One thing I've been telling myself lately is that I don't know my future, and that I may be having a rough time over the past few weeks, but I've been really pleased with my life so far, whose to say whether or not I like it in the future? Well, me, that's who, and if there is on thing I don't enjoy, it's not being happy about something. Wow, well this post went a bit longer then I had expected, but that's ok. I always find that I never know what to write about until I sit down and actually start writing. Oh, I found this picture on DeviantArt earlier today, and I thought it was just so peaceful of a picture, I even put it as my background for my computer.

Friday, July 2, 2010

"It is no use to keep private information which you can't show off."

~Mark Twain, An Author's Soldiering, 1887


"There it was! Grandma was so nice.
As a child, she always spoiled me with gifts and sweets; always waiting to surprise me. Always beaming just as much as I was when I opened any sort of offering she presented to me. And there it was! The last gift, shown up four months late, yes, but that didn't matter.
I grab the gift and savagely tear open the wrapping paper! My insides are screaming 'Hail, Grandma' as I fold open the box that holds wondrous affection of my loved one. . . And there it was. A duck. Rubber, purple, and seeming to mock me with every squeak. She knew how I felt about ducks, geese, birds, the like. She knew what her own son, my dad, did to me while trying to play his fatherly role. How is shooting beautiful creatures such as these for fun considered fatherly? 'It's all for sport, son!', he said. 'A good lead in the head, as I always say, eh Champ?' No, not eh, dad, not eh.
She was just like him, I realized. She's just as bad as my bird-loathing father! And all these years, I'd never known. Every christmas that had passed by, it was all a lie! But things would change from now on, oh yes, Grandma, things would change."


You know, it's really interesting to look back on one's past work.

I wrote this monologue back in Ontario of this past March, and I was so proud of it. At Ontario, we had all been assigned certain workshops to attend while at the event, and Stephanie had been given a really interesting writing class. My friend, Mitchell, and I really wanted to go to that workshop. So after asking the event coordinators if we could switch our workshops, and being told no, we decided to say "screw you, rules" and attended the writing workshop anyway. I was so glad I did, because I learned some really great stuff and had a fantastic time. All of Ontario was fantastic, to be honest. I look back at it and realize that it was one of my most favorite moments of my high school career, and unlike most other events trips that I take with my friends, everything went right during that weekend. It was one of those times I wish I could relive exactly as I had lived it, because it was just that good.

BUT, moving on, I look at this monologue that I wrote, and I found so many mistakes with it. I tried to leave the writing and the choppy paragraphs just as I had originally wrote them, but I couldn't stop myself from changing some things. Still, you get the idea. And yet, mistakes and all, I am proud of this cheesy little monologue, as it sort of reminds me of why I write. For fun, for friends, and for the sheer love of seeing my imagination played out through words.

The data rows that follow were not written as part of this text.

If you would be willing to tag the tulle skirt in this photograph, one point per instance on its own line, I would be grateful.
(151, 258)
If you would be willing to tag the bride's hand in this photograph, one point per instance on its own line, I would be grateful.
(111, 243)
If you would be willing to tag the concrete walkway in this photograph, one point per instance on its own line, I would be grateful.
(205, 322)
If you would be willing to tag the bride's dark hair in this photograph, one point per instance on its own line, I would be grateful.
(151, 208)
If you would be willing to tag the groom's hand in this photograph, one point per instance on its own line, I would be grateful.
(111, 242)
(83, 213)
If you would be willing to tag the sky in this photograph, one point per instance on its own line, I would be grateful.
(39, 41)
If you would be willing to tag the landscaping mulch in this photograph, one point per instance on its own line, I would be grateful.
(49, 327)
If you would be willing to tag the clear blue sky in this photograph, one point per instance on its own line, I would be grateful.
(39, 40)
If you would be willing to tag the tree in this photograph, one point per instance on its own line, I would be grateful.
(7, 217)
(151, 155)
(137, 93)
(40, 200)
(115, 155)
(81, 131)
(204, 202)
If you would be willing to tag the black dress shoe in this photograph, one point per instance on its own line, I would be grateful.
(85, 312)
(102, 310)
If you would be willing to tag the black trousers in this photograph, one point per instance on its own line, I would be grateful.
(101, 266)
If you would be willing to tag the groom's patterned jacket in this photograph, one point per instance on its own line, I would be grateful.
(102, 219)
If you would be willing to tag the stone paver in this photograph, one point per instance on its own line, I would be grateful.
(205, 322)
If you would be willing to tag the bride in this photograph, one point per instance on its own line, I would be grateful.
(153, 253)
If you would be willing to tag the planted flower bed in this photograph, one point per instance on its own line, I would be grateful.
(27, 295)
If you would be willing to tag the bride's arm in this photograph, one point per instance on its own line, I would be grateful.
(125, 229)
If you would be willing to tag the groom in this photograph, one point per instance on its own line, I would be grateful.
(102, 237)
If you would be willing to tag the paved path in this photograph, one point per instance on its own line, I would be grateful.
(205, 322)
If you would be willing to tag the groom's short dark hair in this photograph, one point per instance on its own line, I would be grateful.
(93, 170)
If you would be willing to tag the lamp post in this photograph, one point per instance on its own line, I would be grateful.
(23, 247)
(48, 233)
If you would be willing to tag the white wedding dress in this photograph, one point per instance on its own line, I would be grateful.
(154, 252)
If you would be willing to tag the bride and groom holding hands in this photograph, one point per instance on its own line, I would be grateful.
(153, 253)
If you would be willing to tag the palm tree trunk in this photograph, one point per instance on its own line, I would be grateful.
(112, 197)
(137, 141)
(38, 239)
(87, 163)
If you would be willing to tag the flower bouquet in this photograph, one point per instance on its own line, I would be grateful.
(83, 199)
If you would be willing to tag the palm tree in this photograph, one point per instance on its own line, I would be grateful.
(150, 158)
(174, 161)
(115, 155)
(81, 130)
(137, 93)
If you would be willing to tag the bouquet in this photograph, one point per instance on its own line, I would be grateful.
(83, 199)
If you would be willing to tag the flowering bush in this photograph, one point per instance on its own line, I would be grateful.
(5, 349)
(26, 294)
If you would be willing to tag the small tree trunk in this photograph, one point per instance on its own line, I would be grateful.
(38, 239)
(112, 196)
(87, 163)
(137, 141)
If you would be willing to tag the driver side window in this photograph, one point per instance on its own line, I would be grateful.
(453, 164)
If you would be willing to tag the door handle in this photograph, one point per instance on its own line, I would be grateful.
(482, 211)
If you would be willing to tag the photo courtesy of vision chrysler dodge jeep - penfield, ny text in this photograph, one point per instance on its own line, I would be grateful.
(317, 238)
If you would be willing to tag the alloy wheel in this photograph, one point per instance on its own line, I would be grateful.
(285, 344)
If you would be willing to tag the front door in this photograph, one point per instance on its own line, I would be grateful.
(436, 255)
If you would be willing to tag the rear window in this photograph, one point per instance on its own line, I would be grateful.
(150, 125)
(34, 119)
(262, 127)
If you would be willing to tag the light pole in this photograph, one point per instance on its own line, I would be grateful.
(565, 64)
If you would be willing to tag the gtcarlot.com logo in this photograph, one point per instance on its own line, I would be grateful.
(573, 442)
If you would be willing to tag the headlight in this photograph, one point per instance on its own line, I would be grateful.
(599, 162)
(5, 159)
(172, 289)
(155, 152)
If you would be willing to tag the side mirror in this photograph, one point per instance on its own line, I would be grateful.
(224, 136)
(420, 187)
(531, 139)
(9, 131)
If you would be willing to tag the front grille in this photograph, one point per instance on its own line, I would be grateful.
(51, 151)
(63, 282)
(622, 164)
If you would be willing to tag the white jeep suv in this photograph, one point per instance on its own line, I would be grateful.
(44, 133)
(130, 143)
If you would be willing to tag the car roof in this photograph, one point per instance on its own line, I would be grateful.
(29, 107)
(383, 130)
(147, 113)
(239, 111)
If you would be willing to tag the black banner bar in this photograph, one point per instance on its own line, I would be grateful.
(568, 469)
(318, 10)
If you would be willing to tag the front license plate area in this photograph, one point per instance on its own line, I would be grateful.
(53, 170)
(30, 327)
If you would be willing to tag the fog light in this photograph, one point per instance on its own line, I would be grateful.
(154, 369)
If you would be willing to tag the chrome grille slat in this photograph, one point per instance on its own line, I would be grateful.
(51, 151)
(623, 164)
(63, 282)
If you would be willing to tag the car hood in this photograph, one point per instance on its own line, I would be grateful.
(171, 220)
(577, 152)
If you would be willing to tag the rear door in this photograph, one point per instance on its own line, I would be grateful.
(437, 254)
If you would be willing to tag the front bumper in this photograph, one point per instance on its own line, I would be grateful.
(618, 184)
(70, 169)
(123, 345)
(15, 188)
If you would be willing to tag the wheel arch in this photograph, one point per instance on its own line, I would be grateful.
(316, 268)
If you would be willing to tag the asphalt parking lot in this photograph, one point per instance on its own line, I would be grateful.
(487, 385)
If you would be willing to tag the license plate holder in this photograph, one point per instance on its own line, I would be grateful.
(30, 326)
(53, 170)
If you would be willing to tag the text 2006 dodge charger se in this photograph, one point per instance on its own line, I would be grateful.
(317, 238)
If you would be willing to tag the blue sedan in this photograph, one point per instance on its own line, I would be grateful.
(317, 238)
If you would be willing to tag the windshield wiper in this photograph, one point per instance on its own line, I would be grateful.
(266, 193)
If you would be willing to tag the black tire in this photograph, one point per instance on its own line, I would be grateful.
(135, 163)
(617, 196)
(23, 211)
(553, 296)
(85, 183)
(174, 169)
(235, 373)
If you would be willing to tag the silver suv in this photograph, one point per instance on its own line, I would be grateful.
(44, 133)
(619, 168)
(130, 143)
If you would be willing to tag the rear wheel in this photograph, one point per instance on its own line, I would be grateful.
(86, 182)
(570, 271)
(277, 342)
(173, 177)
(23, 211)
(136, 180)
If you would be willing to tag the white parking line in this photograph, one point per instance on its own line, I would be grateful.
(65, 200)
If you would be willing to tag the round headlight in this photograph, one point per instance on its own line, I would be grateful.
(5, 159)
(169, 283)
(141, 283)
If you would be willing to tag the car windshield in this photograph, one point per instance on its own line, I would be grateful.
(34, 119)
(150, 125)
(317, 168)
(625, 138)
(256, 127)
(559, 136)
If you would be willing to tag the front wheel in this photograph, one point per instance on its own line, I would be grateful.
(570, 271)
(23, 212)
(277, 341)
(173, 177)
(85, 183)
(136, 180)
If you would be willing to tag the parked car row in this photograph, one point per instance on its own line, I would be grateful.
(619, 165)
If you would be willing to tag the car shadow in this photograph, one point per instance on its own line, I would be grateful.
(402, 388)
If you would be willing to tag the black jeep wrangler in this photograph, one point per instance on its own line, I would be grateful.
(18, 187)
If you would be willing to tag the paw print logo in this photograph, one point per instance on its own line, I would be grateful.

I said the other day on Facebook that I wish I could meet Mark Twain in person. I know this is impossible, because he is very much deceased. I could, however, visit his gravesite, but something tells me that I wouldn't get the same satisfaction from trying to hold a conversation with a slab of rock. But I think Mark Twain was an amazing person, and even though the South doesn't really interest me very much, the stories of Sawyer and Finn have always intrigued me, and after seeing so many of his dry humored quotes, the man seems like he was an amazing person. And as much as I would like to meet him, I'm not in a hurry to resurrect him from the dead just so I can ask him a few questions.